Currently, Zero Waste Scotland, a not-for-profit company limited by guarantee, exists to lead Scotland to use products and resources responsibly, focusing on where they can have the greatest impact on tackling climate change. In its unique role as Scotland’s circular economy expert, Zero Waste Scotland works with citizens, businesses, academics, public sector and community organisations to reimagine the way we live, work and travel and to embrace the environmental, economic, and social benefits of a circular economy.  Zero Waste Scotland is a significant delivery partner for the Scottish Government, in receipt of grant award funding to deliver a range of strategic Circular Economy programmes. In addition, Zero Waste Scotland has also received European Regional Development Funding of approximately £6m per year (£43m since 2015), which has been used to deliver the priorities set out in Zero Waste Scotland’s Corporate Plan.

The introduction of a Circular Economy Bill provides an opportunity, if deemed necessary, to establish a public body to help realise our Circular Economy ambitions and to perform relevant statutory functions.
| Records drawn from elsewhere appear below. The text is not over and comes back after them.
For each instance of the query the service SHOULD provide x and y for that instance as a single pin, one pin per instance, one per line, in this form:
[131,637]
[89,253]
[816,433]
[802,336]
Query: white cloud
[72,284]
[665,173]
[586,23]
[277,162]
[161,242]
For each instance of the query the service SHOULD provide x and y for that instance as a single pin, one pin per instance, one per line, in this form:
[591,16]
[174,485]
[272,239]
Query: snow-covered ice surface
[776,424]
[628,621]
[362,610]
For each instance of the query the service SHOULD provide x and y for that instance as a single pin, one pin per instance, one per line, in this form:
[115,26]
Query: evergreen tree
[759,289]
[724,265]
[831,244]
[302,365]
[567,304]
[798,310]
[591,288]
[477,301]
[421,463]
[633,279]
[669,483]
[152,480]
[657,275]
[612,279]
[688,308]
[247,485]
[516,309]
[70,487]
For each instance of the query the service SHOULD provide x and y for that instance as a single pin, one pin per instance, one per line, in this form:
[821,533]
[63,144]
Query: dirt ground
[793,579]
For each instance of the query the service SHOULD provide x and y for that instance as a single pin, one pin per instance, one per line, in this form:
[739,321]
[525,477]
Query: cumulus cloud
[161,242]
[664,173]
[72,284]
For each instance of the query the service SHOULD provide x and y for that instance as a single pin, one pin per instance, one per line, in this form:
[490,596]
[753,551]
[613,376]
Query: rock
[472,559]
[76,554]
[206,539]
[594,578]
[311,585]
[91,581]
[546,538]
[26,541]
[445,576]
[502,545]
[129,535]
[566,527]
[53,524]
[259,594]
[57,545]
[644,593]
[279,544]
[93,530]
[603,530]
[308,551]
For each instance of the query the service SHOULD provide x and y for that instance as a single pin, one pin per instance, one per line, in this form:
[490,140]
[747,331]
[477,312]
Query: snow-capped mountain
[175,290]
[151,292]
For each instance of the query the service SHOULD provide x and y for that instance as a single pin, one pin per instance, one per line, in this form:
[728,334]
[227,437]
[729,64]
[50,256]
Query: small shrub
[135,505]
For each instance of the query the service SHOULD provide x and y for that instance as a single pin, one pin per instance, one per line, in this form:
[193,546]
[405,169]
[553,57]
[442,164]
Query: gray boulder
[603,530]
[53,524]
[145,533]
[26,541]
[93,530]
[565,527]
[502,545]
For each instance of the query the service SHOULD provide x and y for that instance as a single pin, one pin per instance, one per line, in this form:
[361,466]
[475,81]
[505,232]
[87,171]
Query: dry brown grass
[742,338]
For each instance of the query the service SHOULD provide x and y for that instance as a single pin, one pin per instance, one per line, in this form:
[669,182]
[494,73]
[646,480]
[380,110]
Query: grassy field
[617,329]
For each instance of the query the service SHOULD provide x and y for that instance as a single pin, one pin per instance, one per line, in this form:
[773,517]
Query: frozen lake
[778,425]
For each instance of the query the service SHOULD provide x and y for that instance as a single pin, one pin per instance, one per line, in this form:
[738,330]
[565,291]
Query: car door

Public bodies play an important role in the delivery of public services in Scotland and are funded to promote, deliver, fund and scrutinise public services, or to provide impartial expert advice to Ministers, the Parliament, the public and other organisations that deliver public services.

Example

In the context of the Circular Economy, and by way of an illustration, a dedicated public body might perform the following statutory duties:

  • Provision of expert advice to Scottish Ministers and leadership in the development of Circular Economy priorities and strategies.    
  • Pro-active support in the form of funding and advice to stakeholders in meeting national Circular Economy targets and ambitions, particularly cross-sector stakeholders.
  • Where appropriate, delivery of key Scottish Government initiatives and programmes to progress Circular Economy ambitions nationally.
  • Commissioning and/or production of progressive and leading research that will support and inform the strategic direction of Circular Economy policy in Scotland.

One of the primary advantages of a public body structure relates to governance and the high levels of assurance which public bodies are required to meet, particularly in relation to effective delivery and stewardship of public funds.

A circular economy public body would be accountable to Scottish Ministers and/or the Scottish Parliament and have to meet public sector accountability requirements, such as compliance with the Scottish Public Finance Manual and key public sector legislation including the Freedom of Information (Scotland) Act 2002, which ensures transparency and access to information held by Scottish public authorities.

Given the need to build on work to date and to deliver the policies and legislative proposals outlined in both this consultation and the Route Map, we would be interested in views on establishing a public body to deliver our circular economy ambitions.

Responses to this consultation will inform our view on the necessity of a public body for the Circular Economy and help to identify the primary functions of any such body.

5. Should a dedicated Circular Economy public body be established?